Sebastian Holzbrecher (Hamburg) ergänzt in seinem Leserbrief Florian Bocks Beitrag zur „Zeitenwende‘ für den westdeutschen Kaholizismus“ um eine ostdeutsche Perspektive.
Florian Bock hat jüngst gefragt, wann „jene Gegenwart der (west)deutschen katholischen Kirche, in der sie aktuell immer noch steckt“[1] begonnen hat. Die dabei vertretene These, dass sich eine Zeitenwende für den westdeutschen Katholizismus nicht 1968, sondern erst ab Mitte der 1970er Jahren vollzogen habe, lohnt einer eingehenden Diskussion. An dieser Stelle soll die Perspektive auf den westdeutschen Katholizismus um den Blick auf die ostdeutsche Kirche und Theologie erweitert werden. Hat es im ostdeutschen Katholizismus vergleichbare Entwicklungen zur bundesdeutschen „Zeitenwende“ ab Mitte der 70er Jahren gegeben?

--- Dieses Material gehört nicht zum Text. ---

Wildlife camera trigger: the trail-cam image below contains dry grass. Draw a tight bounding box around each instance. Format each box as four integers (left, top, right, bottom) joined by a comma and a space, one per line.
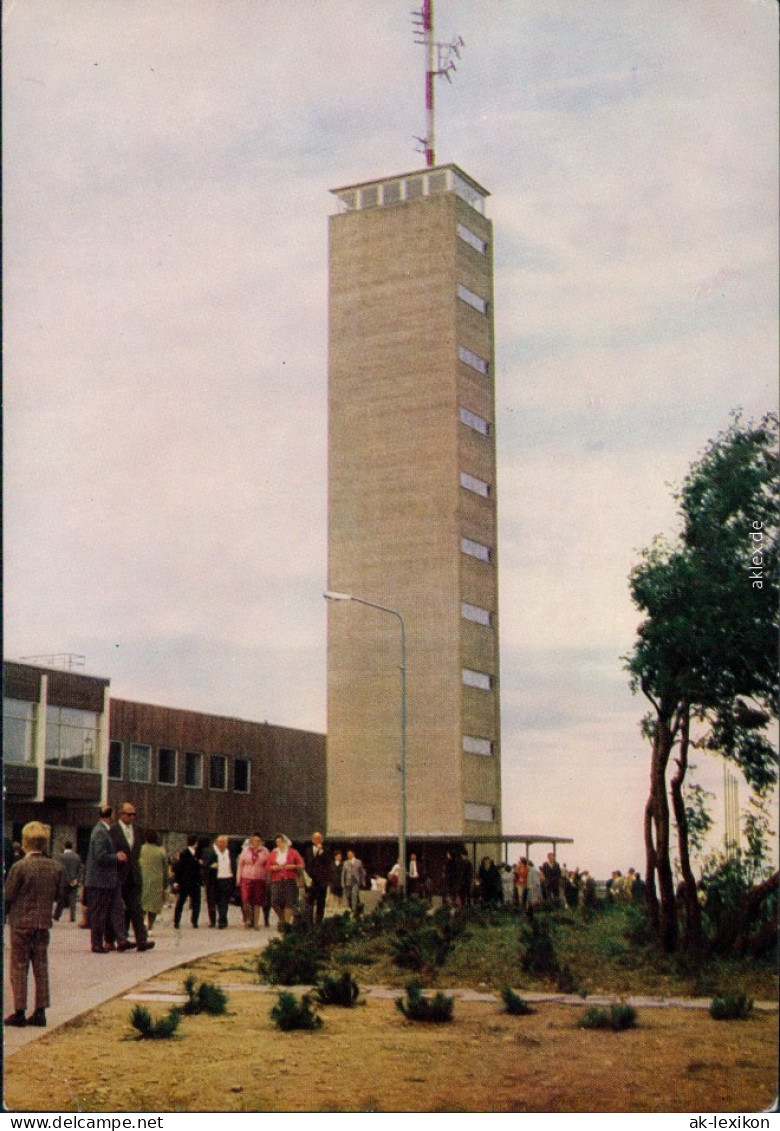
5, 952, 778, 1112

Wer den Begriff der „Zeitenwende“ verwendet, setzt sich nicht erst in jüngster Zeit der Kritik aus, dass der Terminus inflationär gebraucht und politisch instrumentalisiert werde. Begrifflich fasst „Zeitenwende“ eine Schwelle des Übergangs, das Ende eine Ära und den Beginn einer neuen Epoche. Dies setzt methodologisch voraus, dass es einen klar identifizierbaren Kipppunkt gibt, an dem sich etwas grundlegend verändert hat. Ob es sinnvoll ist, Zeitenwenden als Zeitgenosse zu postulieren, kann dabei offenbleiben. Eine allzu punktuelle Betrachtung von Geschichte steht allerdings vor der Herausforderung, nicht in schwarz-weiß-Darstellungen abzugleiten. Mit Thomas Nipperdey wäre insofern kritisch einzuwenden: „die Grundfarbe der Geschichte ist grau, in unendlichen Schattierungen.“[2] Zeitenwenden sollten nicht inflationär ausgerufen werden und fallen nicht vom Himmel. Sie haben mindestens einen retrospektiv darstellbaren Vorlauf und der Umschlagpunkt sollte zuvor Vertrautes in einem deutlich veränderten Horizont erkennbar werden lassen.

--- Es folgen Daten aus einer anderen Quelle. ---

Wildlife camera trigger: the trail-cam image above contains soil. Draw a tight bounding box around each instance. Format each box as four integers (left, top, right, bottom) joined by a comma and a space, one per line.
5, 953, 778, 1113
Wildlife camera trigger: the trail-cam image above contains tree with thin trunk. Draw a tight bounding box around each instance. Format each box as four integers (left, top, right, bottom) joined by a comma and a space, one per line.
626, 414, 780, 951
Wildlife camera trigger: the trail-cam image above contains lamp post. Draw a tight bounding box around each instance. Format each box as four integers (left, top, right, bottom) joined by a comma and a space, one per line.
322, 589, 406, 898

Mit Blick auf Ostdeutschland ließe sich festhalten, dass mit dem Bau der innerdeutschen Mauer am 13. August 1961 und der „friedlichen Revolution“ am 9. November 1989 durchaus einschneidende Ereignisse greifbar sind, die auch für die Kirche grundlegende Veränderungen im Sinne einer „Zeitenwende“ herbeigeführt haben. Strittig scheint mir dabei allerdings zu sein, ob 1989/90 tatsächlich für Gesamtdeutschland eine Epochenwende darstellt, oder nur für den östlichen Beitrittsteil. Muss man Florian Bocks These von der letzten Zeitenwende in den 1970er Jahren, in der die „katholische Kirche […] aktuell immer noch steckt“, in diese Richtung interpretieren oder melden sich hier nur die „gewohnten Erregungs- und Zuschreibungslogiken“[3] zum Stand der deutschen Einheit?

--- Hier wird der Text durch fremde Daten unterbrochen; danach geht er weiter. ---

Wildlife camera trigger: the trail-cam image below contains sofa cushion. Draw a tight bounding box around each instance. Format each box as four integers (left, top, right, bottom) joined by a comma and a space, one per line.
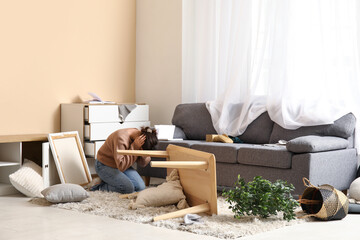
239, 112, 274, 144
237, 145, 292, 169
270, 113, 356, 143
191, 142, 249, 163
286, 135, 349, 153
172, 103, 216, 140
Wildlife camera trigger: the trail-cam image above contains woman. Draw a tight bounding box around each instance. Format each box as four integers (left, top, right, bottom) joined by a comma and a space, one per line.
91, 127, 158, 193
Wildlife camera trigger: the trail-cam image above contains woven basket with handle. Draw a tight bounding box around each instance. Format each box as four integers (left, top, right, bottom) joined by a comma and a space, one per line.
300, 178, 349, 221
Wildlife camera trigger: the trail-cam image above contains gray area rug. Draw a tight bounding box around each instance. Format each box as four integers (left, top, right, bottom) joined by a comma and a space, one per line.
30, 191, 306, 239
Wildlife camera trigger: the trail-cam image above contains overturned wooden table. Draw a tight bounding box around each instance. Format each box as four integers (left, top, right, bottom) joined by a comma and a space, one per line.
117, 144, 217, 221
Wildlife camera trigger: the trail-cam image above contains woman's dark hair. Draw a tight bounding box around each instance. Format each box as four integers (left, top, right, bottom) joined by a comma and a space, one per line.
140, 127, 158, 150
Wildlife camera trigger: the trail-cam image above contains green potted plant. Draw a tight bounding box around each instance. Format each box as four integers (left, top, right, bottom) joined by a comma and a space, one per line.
223, 175, 299, 221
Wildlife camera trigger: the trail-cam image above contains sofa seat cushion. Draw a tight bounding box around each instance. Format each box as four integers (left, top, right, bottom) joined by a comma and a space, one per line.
237, 145, 292, 169
286, 135, 349, 153
191, 142, 249, 163
155, 140, 199, 150
270, 113, 356, 143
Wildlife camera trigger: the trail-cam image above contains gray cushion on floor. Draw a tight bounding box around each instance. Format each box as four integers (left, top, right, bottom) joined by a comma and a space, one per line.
286, 135, 349, 153
172, 103, 216, 140
41, 183, 89, 203
270, 113, 356, 143
239, 112, 274, 144
237, 145, 292, 169
191, 142, 249, 163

In der Erforschung der kirchlichen Zeitgeschichte Ostdeutschlands darf seit einigen Jahren als Konsens gelten, dass es zu Beginn der 1980er Jahre zu einem grundlegenden „Paradigmenwechsel“[4] gekommen ist. Josef Pilvousek hat bereits 2006 darauf hingewiesen, dass sich eine neue Bischofsgeneration in Berlin, Erfurt und später in Dresden-Meißen von der kirchenpolitischen Fixierung ihrer Vorgänger auf den SED-Staat gelöst hat, zugunsten einer stärker pastoral orientierten Hinwendung zu den Menschen in der DDR-Gesellschaft. Eine Zeitenwende? Durchaus! 1979 endete mit dem Tod des Berliner Erzbischofs eine nach ihm benannte „Ära Bengsch“ im ostdeutschen Katholizismus und während der französische Philosoph Jean-François Lyotard im gleichen Jahr das Ende der großen Erzählungen ausrief, begann durch die Wahl des Krakauer Erzbischofs Karol Wojtyla zum römischen Papst eine neue Ära, die gerade für die Christen und Kirchen im sozialistischen Ostblock einen Hoffnungsschimmer darstellte.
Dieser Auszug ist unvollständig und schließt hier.